Setting up an STM32F4 as an SPI device with FreeRTOS and STM32MXCube

In this post I’ll go over my steps to get an STM32F4xx microcontroller running FreeRTOS as an SPI peripheral/device/slave using DMA so it can run in the background while the main task is running. There are a lot of examples online of setting up STM32 SPI controllers, but very few where it is used in slave mode, especially with DMA and integrating this with FreeRTOS. In particular, the main problem I found is that by default, all the interrupt handlers have the highest possible priority (priority 0), which means that you can’t call FreeRTOS API functions from inside them. This means, for example, that you can’t send a notification to wake a thread from the interrupt handler. The solution is to reduce the priority of the DMA interrupt handler to below the level the FreeRTOS handler is running, as described below.

This post will focus on the SPI setup and configuration steps using STM32CubeMX, rather than the whole system design and communication protocol (that will be a future post). The final application will have a raspberry pi controller talking over as shared SPI bus to a number of STM32F412 devices, each running FreeRTOS. For the purposes of this post however, I will use a raspberry pi connected to a single STM32F4 discovery board (which has an STM32F407 MCU on it, which for the purposes of this post behaves identically).

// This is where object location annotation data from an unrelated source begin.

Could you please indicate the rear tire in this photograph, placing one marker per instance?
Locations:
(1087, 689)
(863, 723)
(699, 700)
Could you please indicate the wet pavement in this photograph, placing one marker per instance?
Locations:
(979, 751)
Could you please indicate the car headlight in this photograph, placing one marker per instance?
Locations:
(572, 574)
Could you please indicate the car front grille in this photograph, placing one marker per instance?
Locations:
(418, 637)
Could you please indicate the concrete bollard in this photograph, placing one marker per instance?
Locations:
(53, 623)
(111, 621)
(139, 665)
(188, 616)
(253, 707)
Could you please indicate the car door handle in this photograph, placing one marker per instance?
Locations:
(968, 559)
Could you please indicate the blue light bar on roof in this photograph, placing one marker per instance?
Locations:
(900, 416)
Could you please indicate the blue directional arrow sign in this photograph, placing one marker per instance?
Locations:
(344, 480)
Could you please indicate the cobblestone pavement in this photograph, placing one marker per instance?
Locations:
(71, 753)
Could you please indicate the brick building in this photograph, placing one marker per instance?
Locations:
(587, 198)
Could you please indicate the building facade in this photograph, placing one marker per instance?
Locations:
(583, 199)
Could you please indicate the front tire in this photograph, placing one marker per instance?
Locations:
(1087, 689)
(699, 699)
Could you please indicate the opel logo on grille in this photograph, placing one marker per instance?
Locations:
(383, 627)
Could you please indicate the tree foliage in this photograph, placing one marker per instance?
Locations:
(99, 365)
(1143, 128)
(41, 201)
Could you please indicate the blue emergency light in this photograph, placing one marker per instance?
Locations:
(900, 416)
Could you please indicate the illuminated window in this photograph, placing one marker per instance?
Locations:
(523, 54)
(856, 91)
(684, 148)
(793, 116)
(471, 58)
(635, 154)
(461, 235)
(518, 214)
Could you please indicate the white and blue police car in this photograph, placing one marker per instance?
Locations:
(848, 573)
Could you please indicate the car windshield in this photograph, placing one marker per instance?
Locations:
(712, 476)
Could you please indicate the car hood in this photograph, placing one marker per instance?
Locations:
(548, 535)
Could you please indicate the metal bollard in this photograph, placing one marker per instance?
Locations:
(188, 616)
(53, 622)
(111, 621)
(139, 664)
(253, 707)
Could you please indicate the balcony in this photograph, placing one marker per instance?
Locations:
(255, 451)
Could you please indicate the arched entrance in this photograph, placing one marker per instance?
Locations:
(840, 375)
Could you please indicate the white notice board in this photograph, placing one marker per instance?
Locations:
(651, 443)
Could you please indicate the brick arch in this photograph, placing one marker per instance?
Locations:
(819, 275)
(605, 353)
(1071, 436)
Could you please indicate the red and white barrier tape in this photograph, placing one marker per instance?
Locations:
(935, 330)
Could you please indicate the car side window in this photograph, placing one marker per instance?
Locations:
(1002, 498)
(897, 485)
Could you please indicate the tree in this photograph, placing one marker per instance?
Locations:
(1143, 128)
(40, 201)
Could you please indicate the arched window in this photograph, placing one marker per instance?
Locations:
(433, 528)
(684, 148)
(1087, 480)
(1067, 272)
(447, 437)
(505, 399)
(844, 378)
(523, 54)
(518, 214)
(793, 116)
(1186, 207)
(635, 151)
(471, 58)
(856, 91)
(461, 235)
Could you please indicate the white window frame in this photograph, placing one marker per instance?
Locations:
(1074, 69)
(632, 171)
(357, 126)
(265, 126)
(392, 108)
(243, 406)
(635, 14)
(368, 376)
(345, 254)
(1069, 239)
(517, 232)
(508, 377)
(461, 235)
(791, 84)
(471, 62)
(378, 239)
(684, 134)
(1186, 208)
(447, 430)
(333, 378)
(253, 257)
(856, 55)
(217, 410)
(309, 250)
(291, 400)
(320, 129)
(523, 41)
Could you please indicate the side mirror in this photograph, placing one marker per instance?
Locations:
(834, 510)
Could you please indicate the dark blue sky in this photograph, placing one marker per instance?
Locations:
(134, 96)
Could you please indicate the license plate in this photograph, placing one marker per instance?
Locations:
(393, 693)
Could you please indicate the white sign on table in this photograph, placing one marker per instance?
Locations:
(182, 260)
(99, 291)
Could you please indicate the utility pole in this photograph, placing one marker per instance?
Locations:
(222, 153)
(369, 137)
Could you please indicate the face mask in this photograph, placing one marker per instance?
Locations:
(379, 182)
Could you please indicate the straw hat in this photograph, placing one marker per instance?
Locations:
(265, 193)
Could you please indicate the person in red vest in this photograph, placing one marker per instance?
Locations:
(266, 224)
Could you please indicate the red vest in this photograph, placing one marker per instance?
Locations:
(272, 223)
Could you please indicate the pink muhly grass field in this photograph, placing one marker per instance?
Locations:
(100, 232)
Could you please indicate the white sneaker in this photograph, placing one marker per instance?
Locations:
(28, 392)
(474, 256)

Raspberry pi to STM32F4 discovery board test setup. Note the 4-wires forming the SPI bus between the two (plus a ground wire which is not strictly necessary because the USB connected to both forms a ground reference already)

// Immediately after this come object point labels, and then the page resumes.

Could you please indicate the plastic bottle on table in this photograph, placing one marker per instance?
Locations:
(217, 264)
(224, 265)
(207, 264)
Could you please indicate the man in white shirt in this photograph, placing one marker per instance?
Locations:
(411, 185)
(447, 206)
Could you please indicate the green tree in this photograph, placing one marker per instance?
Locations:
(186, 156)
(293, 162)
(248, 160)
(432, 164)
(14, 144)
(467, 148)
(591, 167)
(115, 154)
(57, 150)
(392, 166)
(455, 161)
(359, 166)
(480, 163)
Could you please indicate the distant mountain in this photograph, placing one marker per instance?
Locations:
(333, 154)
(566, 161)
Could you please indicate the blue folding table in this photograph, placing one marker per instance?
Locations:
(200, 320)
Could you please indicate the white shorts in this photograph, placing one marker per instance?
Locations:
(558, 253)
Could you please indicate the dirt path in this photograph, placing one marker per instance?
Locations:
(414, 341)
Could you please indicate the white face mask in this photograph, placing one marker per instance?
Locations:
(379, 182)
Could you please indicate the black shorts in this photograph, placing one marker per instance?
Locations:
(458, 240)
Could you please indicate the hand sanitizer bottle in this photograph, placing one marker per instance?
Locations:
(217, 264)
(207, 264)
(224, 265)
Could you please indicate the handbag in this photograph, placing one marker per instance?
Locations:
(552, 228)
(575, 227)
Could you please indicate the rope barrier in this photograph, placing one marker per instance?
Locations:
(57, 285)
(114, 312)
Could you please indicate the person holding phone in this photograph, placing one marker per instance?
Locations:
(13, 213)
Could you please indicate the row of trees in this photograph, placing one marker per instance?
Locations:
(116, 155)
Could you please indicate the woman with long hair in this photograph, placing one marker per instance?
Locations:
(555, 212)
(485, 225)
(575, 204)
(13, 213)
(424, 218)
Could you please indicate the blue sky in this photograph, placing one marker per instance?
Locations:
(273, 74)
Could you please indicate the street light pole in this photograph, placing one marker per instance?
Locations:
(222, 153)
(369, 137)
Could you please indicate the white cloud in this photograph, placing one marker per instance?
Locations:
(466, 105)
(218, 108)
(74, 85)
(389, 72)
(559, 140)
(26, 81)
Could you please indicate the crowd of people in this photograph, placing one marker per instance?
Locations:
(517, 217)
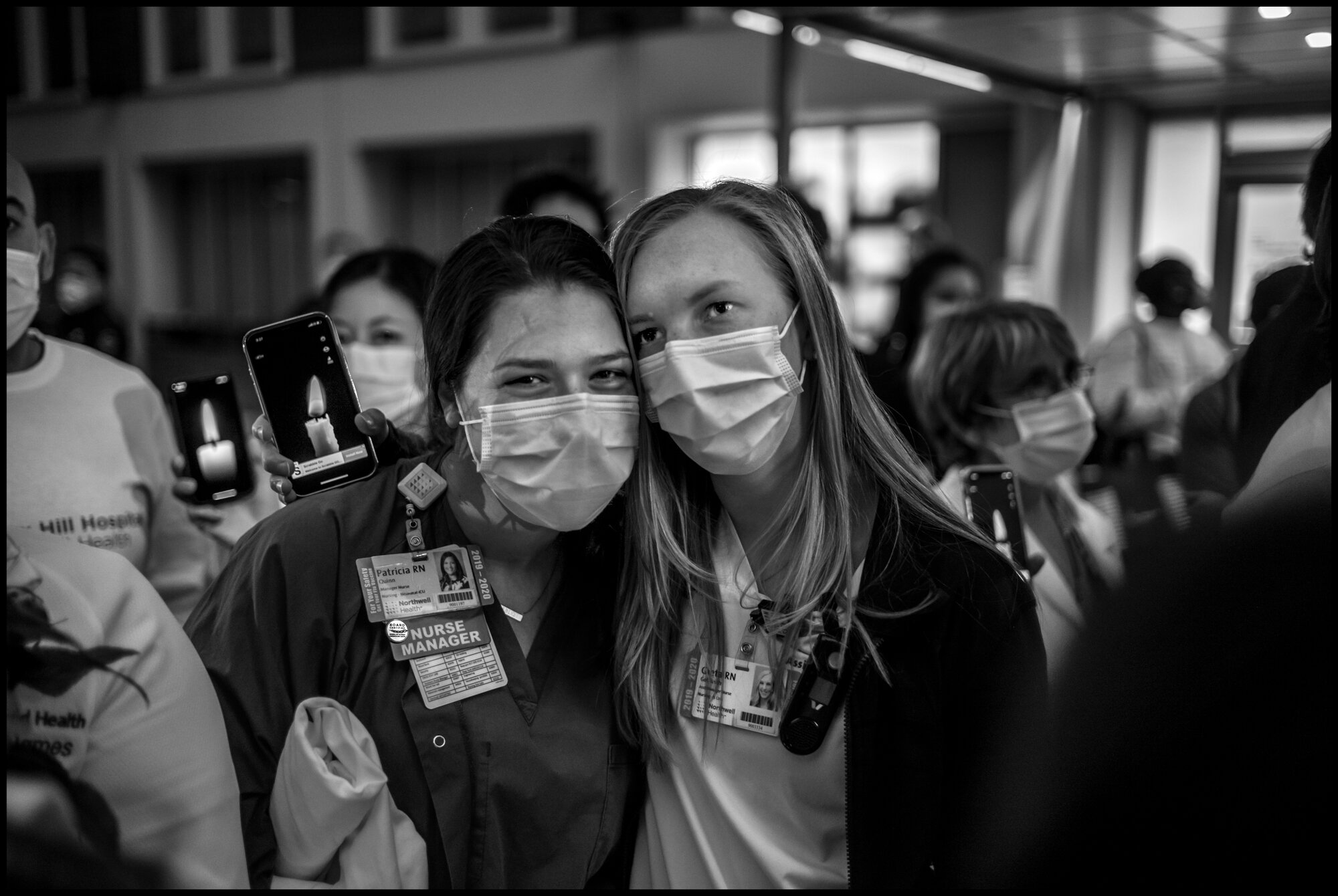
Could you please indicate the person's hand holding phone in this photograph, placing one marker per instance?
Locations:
(371, 423)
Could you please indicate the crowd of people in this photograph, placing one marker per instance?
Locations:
(734, 621)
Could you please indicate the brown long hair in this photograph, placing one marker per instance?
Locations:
(672, 506)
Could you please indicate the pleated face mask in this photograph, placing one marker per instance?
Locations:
(726, 401)
(559, 462)
(1055, 435)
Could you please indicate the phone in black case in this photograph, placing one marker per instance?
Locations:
(992, 502)
(308, 397)
(213, 441)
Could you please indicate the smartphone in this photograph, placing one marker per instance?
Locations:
(304, 388)
(209, 429)
(992, 502)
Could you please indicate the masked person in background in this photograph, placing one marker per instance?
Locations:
(82, 298)
(773, 489)
(940, 284)
(1003, 384)
(375, 300)
(1145, 375)
(88, 442)
(518, 776)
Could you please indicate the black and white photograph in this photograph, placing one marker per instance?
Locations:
(872, 447)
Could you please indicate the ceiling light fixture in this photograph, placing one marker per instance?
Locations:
(807, 35)
(915, 65)
(757, 22)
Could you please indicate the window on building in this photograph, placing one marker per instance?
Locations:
(242, 236)
(506, 21)
(254, 35)
(60, 45)
(438, 196)
(421, 25)
(183, 31)
(328, 38)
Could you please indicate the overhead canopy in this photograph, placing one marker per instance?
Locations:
(1155, 57)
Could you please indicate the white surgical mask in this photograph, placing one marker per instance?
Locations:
(559, 462)
(23, 279)
(387, 378)
(726, 401)
(1055, 435)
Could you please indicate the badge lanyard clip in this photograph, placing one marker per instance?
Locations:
(757, 628)
(421, 487)
(814, 704)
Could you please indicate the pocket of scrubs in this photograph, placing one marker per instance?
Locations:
(617, 784)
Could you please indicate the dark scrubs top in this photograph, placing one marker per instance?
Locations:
(521, 787)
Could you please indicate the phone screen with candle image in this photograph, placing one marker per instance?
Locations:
(209, 429)
(304, 388)
(992, 501)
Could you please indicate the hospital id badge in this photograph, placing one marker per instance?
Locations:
(445, 580)
(452, 677)
(738, 693)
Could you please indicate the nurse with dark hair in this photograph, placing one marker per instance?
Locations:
(941, 283)
(522, 783)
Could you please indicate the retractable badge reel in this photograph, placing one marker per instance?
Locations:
(814, 705)
(421, 487)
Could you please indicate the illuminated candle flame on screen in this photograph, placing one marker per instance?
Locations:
(219, 457)
(315, 399)
(319, 429)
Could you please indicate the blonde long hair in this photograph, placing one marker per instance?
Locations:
(672, 506)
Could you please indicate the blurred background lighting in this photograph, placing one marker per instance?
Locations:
(806, 35)
(919, 65)
(757, 22)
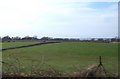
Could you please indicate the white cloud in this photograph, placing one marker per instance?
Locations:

I will be using STM32CubeMX to generate the code for the startup and system initialisation, as well as the HAL for the GPIO and the SPI/DMA peripherals. This tool actually seems to work reasonably well, especially for getting a project up and running quickly without having to read through all the documentation to even get the thing to start. It may not be optimised, but it is a decent starting point. The code it generates is scattered with start/end user code comment blocks. If you are careful put all of your own user code between these blocks, then you can freely go back and update the project in CubeMX and re-generate the outputs and it will keep all of your code, which makes it easy to change peripheral configurations and test the results.

The really nice part is that it can generate code compatible with GCC, including a startup and linker script, and a makefile. This is refreshing, as most other tools try to lock you in to one of the proprietary IDE/compiler ecosystems. (As a side note, this blog series (https://vivonomicon.com/2018/04/02/bare-metal-stm32-programming-part-1-hello-arm/ has a really nice rundown of “bare metal” programming stm32 devices, starting from the startup script, linker, all the way up to compiling c code and running it)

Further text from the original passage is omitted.